We consider the problem of independence testing for two univariate random variables in a sequential setting. By leveraging recent developments on safe, anytime-valid inference, we propose a test with time-uniform type I error control and derive explicit bounds on the finite sample performance of the test and the expected stopping time. We demonstrate the empirical performance of the procedure in comparison to existing sequential and non-sequential independence tests.
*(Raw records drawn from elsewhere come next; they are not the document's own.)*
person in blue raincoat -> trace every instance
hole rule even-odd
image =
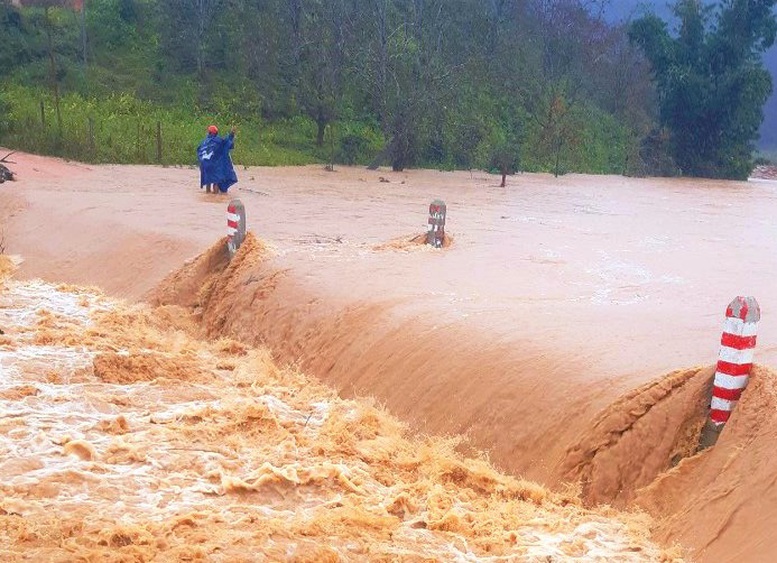
[[[219,137],[218,127],[208,127],[208,136],[197,147],[197,160],[200,162],[200,187],[207,193],[215,194],[216,187],[223,194],[237,183],[235,167],[229,151],[235,148],[235,128],[226,137]]]

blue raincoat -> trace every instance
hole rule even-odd
[[[197,147],[197,160],[200,161],[200,186],[216,184],[221,193],[226,193],[232,184],[237,183],[235,167],[229,151],[235,148],[235,134],[219,137],[209,133]]]

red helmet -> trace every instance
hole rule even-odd
[[[219,128],[216,127],[215,125],[210,125],[210,126],[208,126],[208,133],[210,133],[212,135],[218,135],[219,134]]]

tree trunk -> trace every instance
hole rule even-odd
[[[376,94],[378,99],[378,121],[381,125],[386,124],[388,105],[388,2],[386,0],[376,0],[375,2],[375,25],[378,35],[378,60],[376,69]]]
[[[54,62],[54,44],[51,40],[51,17],[48,6],[44,10],[44,14],[46,17],[46,46],[49,51],[49,76],[51,78],[51,89],[54,93],[54,111],[57,115],[57,133],[62,135],[62,114],[59,110],[59,81],[57,80],[57,65]]]
[[[561,147],[562,146],[563,146],[563,141],[559,139],[556,145],[556,170],[555,170],[555,173],[553,174],[555,178],[558,178],[558,175],[561,172]]]
[[[389,151],[391,169],[394,172],[402,172],[407,164],[407,140],[402,133],[394,133]]]
[[[326,131],[326,119],[324,119],[321,115],[319,115],[318,118],[316,119],[316,125],[318,126],[318,130],[316,131],[316,146],[323,147],[324,133]]]
[[[81,48],[83,50],[84,70],[86,70],[86,67],[89,64],[87,62],[87,58],[86,58],[86,45],[87,45],[87,37],[86,37],[86,2],[84,2],[81,5]]]
[[[502,183],[499,184],[499,187],[500,188],[507,187],[507,172],[505,172],[504,170],[502,170]]]

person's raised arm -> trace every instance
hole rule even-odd
[[[235,133],[237,133],[237,129],[235,127],[232,127],[229,131],[229,135],[227,135],[226,141],[227,141],[227,150],[231,151],[233,148],[235,148]]]

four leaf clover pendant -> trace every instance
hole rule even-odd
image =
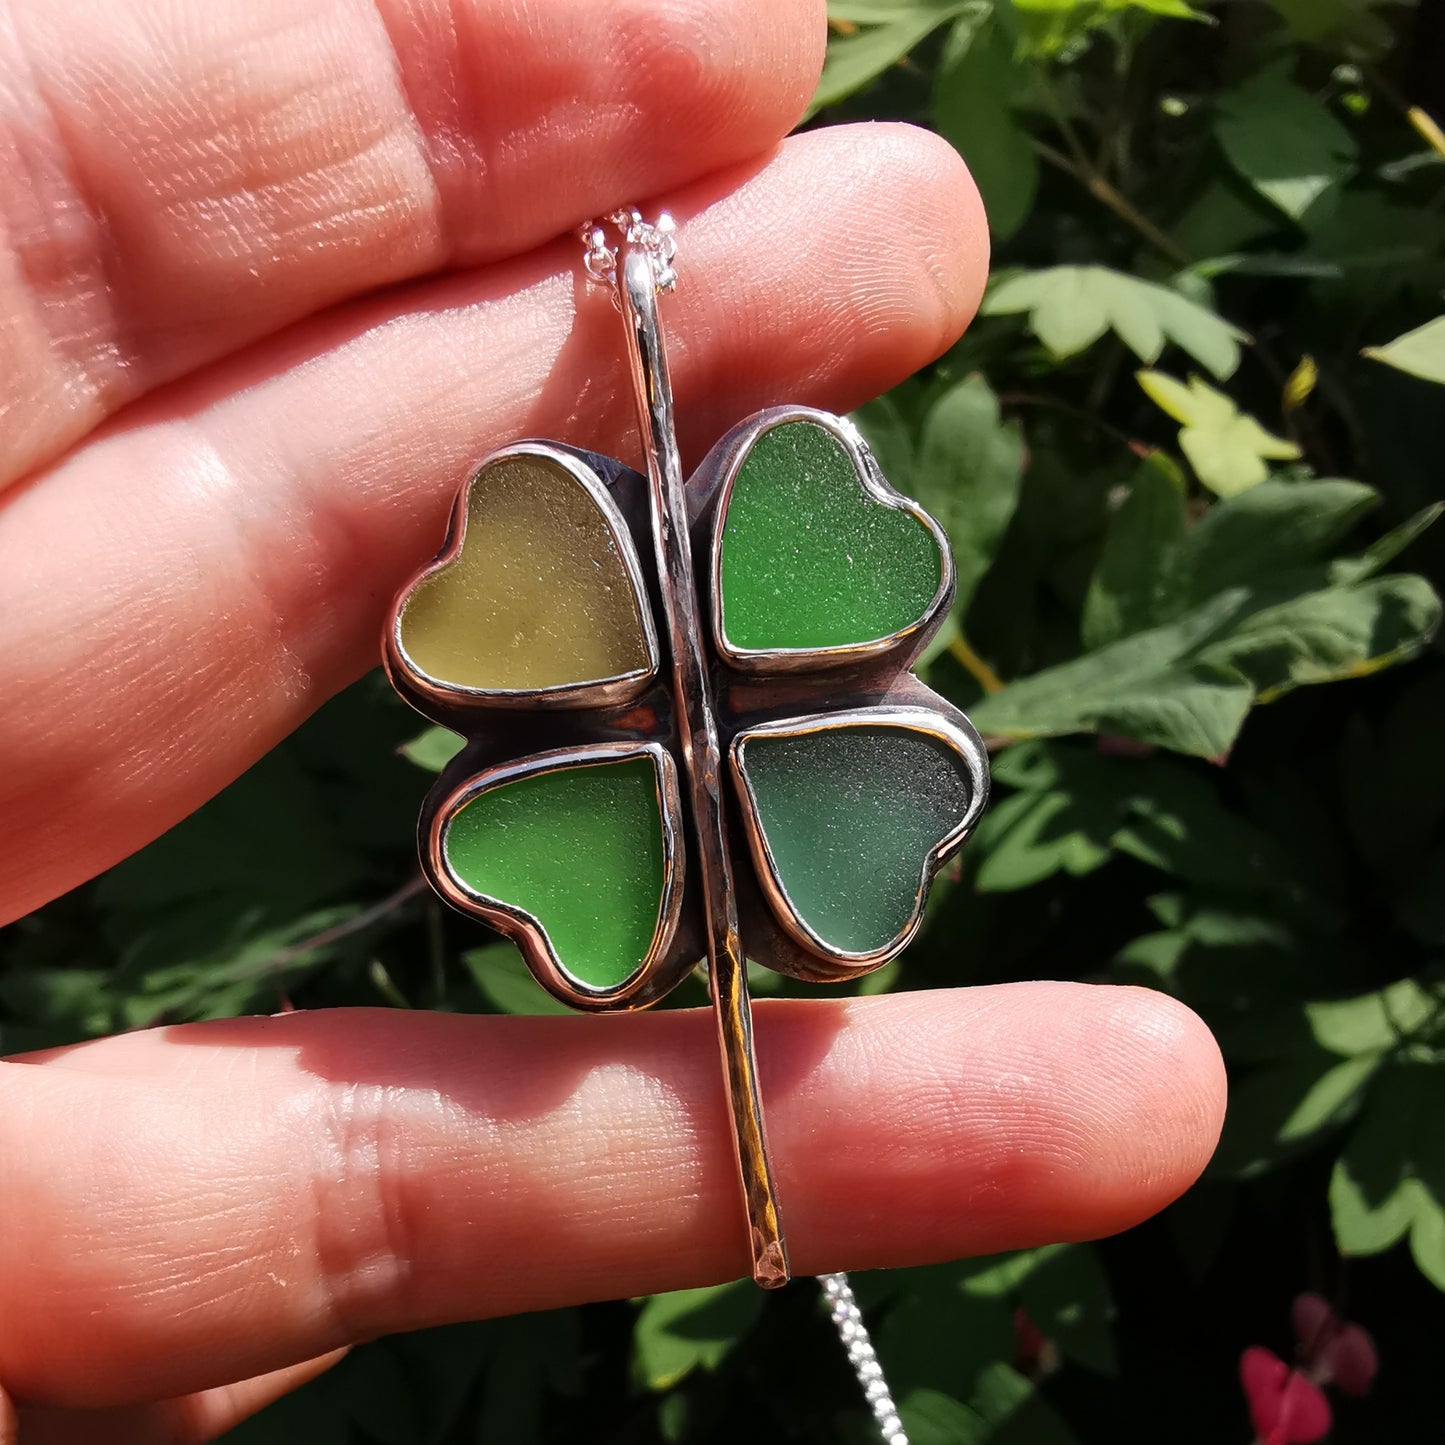
[[[978,821],[987,756],[909,672],[953,599],[938,524],[846,420],[748,418],[684,485],[658,318],[670,224],[584,228],[622,313],[646,473],[523,441],[487,457],[384,652],[466,747],[422,867],[580,1009],[706,960],[762,1285],[788,1277],[745,959],[839,981],[895,957]],[[695,560],[696,559],[696,560]]]

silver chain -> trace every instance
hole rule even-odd
[[[846,1274],[820,1274],[818,1283],[823,1286],[823,1298],[828,1304],[828,1313],[838,1329],[838,1338],[848,1352],[848,1363],[858,1376],[863,1387],[863,1398],[878,1421],[878,1431],[884,1445],[908,1445],[908,1436],[903,1430],[903,1421],[898,1418],[898,1406],[893,1403],[893,1394],[888,1381],[883,1378],[883,1366],[878,1363],[878,1353],[873,1348],[873,1338],[863,1320],[863,1311],[853,1294],[853,1286]]]
[[[584,264],[587,274],[607,286],[614,305],[621,306],[617,291],[617,261],[621,246],[607,244],[608,225],[629,246],[638,247],[646,253],[652,263],[653,280],[659,292],[665,294],[677,285],[677,269],[673,265],[677,258],[677,228],[672,217],[663,211],[655,222],[649,222],[633,206],[613,211],[601,221],[585,222],[577,228],[577,234],[586,248]],[[903,1422],[898,1418],[898,1407],[893,1403],[888,1381],[883,1378],[883,1366],[878,1363],[877,1351],[873,1348],[872,1337],[863,1320],[863,1312],[858,1308],[853,1286],[848,1283],[848,1276],[820,1274],[818,1283],[823,1287],[823,1298],[837,1327],[838,1338],[848,1352],[848,1362],[858,1376],[863,1398],[878,1421],[884,1445],[908,1445]]]
[[[607,244],[604,223],[614,226],[629,246],[646,252],[652,262],[658,291],[666,294],[677,285],[677,271],[672,264],[677,256],[677,227],[672,217],[662,211],[656,221],[645,221],[641,211],[629,206],[622,211],[613,211],[601,221],[585,221],[577,228],[577,234],[587,248],[587,274],[594,281],[611,287],[614,300],[617,299],[617,253],[621,248]]]

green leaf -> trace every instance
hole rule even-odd
[[[1272,702],[1296,687],[1367,677],[1413,657],[1439,623],[1440,599],[1423,577],[1376,577],[1256,607],[1197,657],[1244,673],[1259,700]]]
[[[1255,887],[1249,891],[1274,891],[1267,875],[1254,881]],[[1227,1032],[1236,1061],[1262,1057],[1278,1062],[1279,1035],[1288,1034],[1290,1042],[1298,1043],[1304,1032],[1293,1005],[1283,1023],[1271,1017],[1262,1025],[1268,1036],[1262,1049],[1241,1050],[1237,1019],[1241,1010],[1253,1019],[1258,1006],[1278,1003],[1295,981],[1298,945],[1278,921],[1278,904],[1273,900],[1261,900],[1262,908],[1242,903],[1193,904],[1183,894],[1156,895],[1148,902],[1165,929],[1125,944],[1115,959],[1115,977],[1186,999],[1208,1011],[1221,1032],[1230,1025]],[[1316,1072],[1324,1067],[1319,1065]]]
[[[1160,452],[1134,471],[1109,518],[1080,624],[1090,650],[1162,621],[1187,528],[1179,469]],[[1197,529],[1196,529],[1197,530]]]
[[[1265,481],[1226,497],[1190,529],[1174,558],[1167,615],[1323,562],[1378,500],[1373,487],[1334,479]]]
[[[1023,21],[1028,52],[1050,58],[1072,57],[1090,31],[1126,12],[1171,20],[1210,19],[1185,0],[1014,0],[1014,8]]]
[[[1151,868],[1239,893],[1296,897],[1297,870],[1275,840],[1220,801],[1212,778],[1168,758],[1140,766],[1113,844]]]
[[[940,1390],[910,1390],[898,1407],[910,1445],[983,1445],[988,1422]]]
[[[483,998],[504,1014],[570,1014],[572,1010],[532,977],[510,943],[489,943],[462,954]]]
[[[1162,371],[1137,373],[1139,385],[1160,410],[1183,422],[1179,445],[1199,480],[1221,497],[1257,487],[1268,461],[1293,461],[1300,449],[1265,431],[1221,391],[1197,376],[1185,386]]]
[[[1211,1170],[1253,1178],[1348,1123],[1383,1058],[1315,1049],[1234,1079]]]
[[[981,376],[951,387],[924,417],[917,461],[901,485],[948,533],[960,617],[1018,506],[1023,462],[1019,425],[1000,420],[998,398]]]
[[[1023,224],[1039,184],[1032,137],[1013,109],[1014,42],[998,19],[965,13],[949,32],[933,89],[933,124],[968,162],[996,241]]]
[[[274,1007],[284,990],[334,955],[337,930],[360,911],[341,904],[267,927],[259,907],[229,917],[210,903],[167,910],[121,956],[115,979],[124,1024],[145,1028],[162,1018],[230,1018],[261,1004]]]
[[[1115,1372],[1114,1304],[1096,1249],[1073,1244],[1053,1251],[1024,1278],[1020,1299],[1065,1358],[1101,1374]]]
[[[1074,356],[1113,330],[1141,361],[1167,342],[1221,379],[1239,365],[1245,334],[1170,290],[1107,266],[1053,266],[999,277],[979,308],[985,316],[1027,312],[1034,335],[1058,358]]]
[[[1302,40],[1374,50],[1391,40],[1389,22],[1374,14],[1399,0],[1269,0]]]
[[[1123,801],[1070,792],[1016,793],[995,803],[974,842],[981,893],[1029,888],[1055,873],[1079,877],[1109,861]]]
[[[885,392],[864,402],[850,414],[850,420],[863,433],[883,475],[895,487],[904,487],[913,475],[915,448],[913,432],[896,392]]]
[[[1354,137],[1279,68],[1225,92],[1214,133],[1234,169],[1296,221],[1354,173]]]
[[[855,4],[835,0],[828,7],[829,18],[859,28],[829,38],[808,116],[862,90],[955,16],[964,11],[983,16],[992,8],[992,0],[859,0]]]
[[[1396,371],[1445,385],[1445,316],[1437,316],[1384,346],[1367,346],[1361,354]]]
[[[1215,757],[1256,699],[1388,667],[1439,623],[1439,599],[1423,578],[1319,589],[1315,580],[1305,572],[1268,588],[1231,588],[983,698],[974,725],[1004,737],[1119,733]]]
[[[1274,839],[1224,806],[1212,776],[1175,759],[1031,743],[998,762],[995,783],[1020,791],[989,809],[971,845],[980,892],[1086,873],[1116,851],[1208,887],[1285,897],[1302,891]]]
[[[1330,1179],[1344,1255],[1378,1254],[1407,1232],[1422,1274],[1445,1290],[1445,1066],[1392,1068],[1373,1090]]]
[[[881,1311],[874,1338],[898,1398],[915,1389],[960,1394],[990,1361],[1012,1351],[1012,1304],[969,1288],[977,1268],[969,1260],[884,1276],[901,1288]],[[865,1295],[871,1278],[860,1279]]]
[[[1074,1435],[1044,1402],[1033,1381],[1001,1360],[978,1377],[969,1405],[989,1426],[983,1438],[997,1445],[1006,1440],[1075,1445]]]
[[[433,727],[418,733],[399,749],[407,762],[439,773],[466,746],[466,739],[450,728]]]
[[[109,972],[91,968],[0,970],[0,1054],[18,1051],[6,1015],[23,1019],[27,1049],[113,1033],[120,1026]]]
[[[668,1390],[694,1369],[713,1369],[752,1328],[762,1305],[751,1280],[653,1295],[633,1335],[642,1382]]]
[[[1427,528],[1433,527],[1440,514],[1445,512],[1445,502],[1432,502],[1422,507],[1408,521],[1386,532],[1377,542],[1372,542],[1358,557],[1343,557],[1330,566],[1331,582],[1363,582],[1373,577],[1382,567],[1388,567],[1406,547]]]
[[[1226,595],[1188,617],[1051,667],[973,709],[974,726],[1004,737],[1109,732],[1214,757],[1234,741],[1253,701],[1238,674],[1194,665],[1192,656],[1243,604]]]
[[[1320,1048],[1353,1058],[1395,1048],[1432,1023],[1441,1003],[1432,989],[1405,978],[1355,998],[1308,1003],[1304,1012]]]

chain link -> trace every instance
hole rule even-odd
[[[863,1387],[863,1398],[878,1421],[878,1431],[884,1445],[908,1445],[908,1436],[903,1431],[903,1421],[898,1418],[898,1407],[893,1403],[888,1381],[883,1378],[883,1366],[878,1363],[878,1354],[873,1348],[873,1339],[863,1321],[863,1311],[853,1294],[853,1286],[846,1274],[820,1274],[818,1283],[823,1286],[823,1298],[828,1303],[828,1313],[838,1330],[838,1338],[848,1352],[848,1363],[858,1376]]]
[[[577,228],[586,248],[587,274],[594,281],[610,286],[614,301],[617,299],[618,253],[622,247],[607,244],[609,225],[629,246],[636,246],[647,255],[652,263],[653,283],[660,293],[666,294],[677,285],[677,270],[672,264],[677,257],[677,227],[672,217],[662,211],[656,221],[645,221],[641,211],[629,206],[613,211],[600,221],[586,221]]]

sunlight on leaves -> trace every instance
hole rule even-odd
[[[1222,95],[1214,133],[1235,170],[1291,220],[1315,211],[1354,173],[1354,137],[1281,69]]]
[[[462,954],[462,963],[482,997],[504,1014],[570,1014],[527,971],[510,943],[489,943]]]
[[[1437,316],[1384,346],[1367,346],[1361,355],[1383,361],[1396,371],[1445,385],[1445,316]]]
[[[1004,737],[1119,733],[1218,757],[1256,701],[1360,677],[1419,650],[1440,602],[1419,577],[1298,591],[1233,587],[1185,616],[985,697],[975,726]]]
[[[1420,1272],[1445,1290],[1445,1071],[1392,1068],[1373,1091],[1330,1180],[1344,1255],[1378,1254],[1405,1238]]]
[[[843,24],[840,32],[829,37],[827,59],[808,116],[862,90],[921,40],[965,11],[984,18],[992,9],[992,0],[834,0],[828,6],[828,18]]]
[[[439,773],[462,750],[465,742],[465,738],[450,728],[430,727],[403,743],[399,751],[407,762],[429,773]]]
[[[999,277],[979,308],[985,316],[1026,312],[1029,329],[1056,357],[1076,356],[1106,332],[1141,361],[1159,359],[1173,343],[1223,379],[1239,365],[1246,340],[1196,301],[1107,266],[1052,266]]]
[[[1039,184],[1033,140],[1013,109],[1022,83],[1014,40],[996,17],[961,15],[933,89],[933,123],[968,162],[997,241],[1023,224]]]
[[[953,545],[955,608],[968,610],[1018,505],[1024,443],[1019,424],[999,415],[981,376],[950,388],[928,411],[910,475],[899,485],[942,525]]]
[[[751,1280],[655,1294],[637,1317],[634,1359],[643,1384],[666,1390],[710,1370],[752,1327],[764,1296]]]
[[[1197,376],[1185,385],[1162,371],[1136,375],[1149,399],[1182,423],[1179,445],[1199,480],[1216,496],[1232,497],[1258,486],[1269,475],[1266,462],[1299,458],[1294,442],[1267,432]]]
[[[1163,620],[1187,527],[1184,477],[1162,452],[1153,452],[1134,469],[1110,514],[1084,598],[1080,635],[1086,648],[1105,647]]]

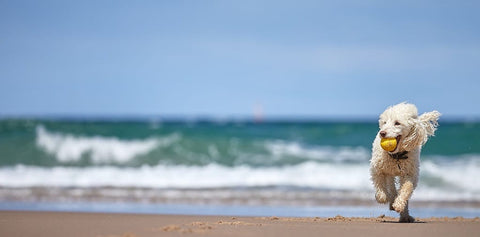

Furthermore, since the proposed test is distribution free under the null hypothesis, we empirically simulate the gap due to Ville's inequality, the supermartingale analogue of Markov's inequality, that is commonly applied to control type I error in anytime-valid inference, and apply this to construct a truncated sequential test.

翻译：我们考虑在序列设置中对两个单变量随机变量进行独立性检验的问题。通过利用安全且任意时刻有效推断的最新进展，我们提出了一种具有时间均匀一型误差控制的检验方法，并推导了该检验在有限样本性能及预期停止时间上的显式界。我们将该方法的实证性能与现有序列及非序列独立性检验进行了比较。此外，由于所提检验在原假设下是无分布的，我们通过实证模拟了维尔不等式（即马尔可夫不等式在鞅超中的对应形式）所造成的间隙——该不等式常用于控制任意时刻有效推断中的一型误差，并据此构造了一种截断序列检验。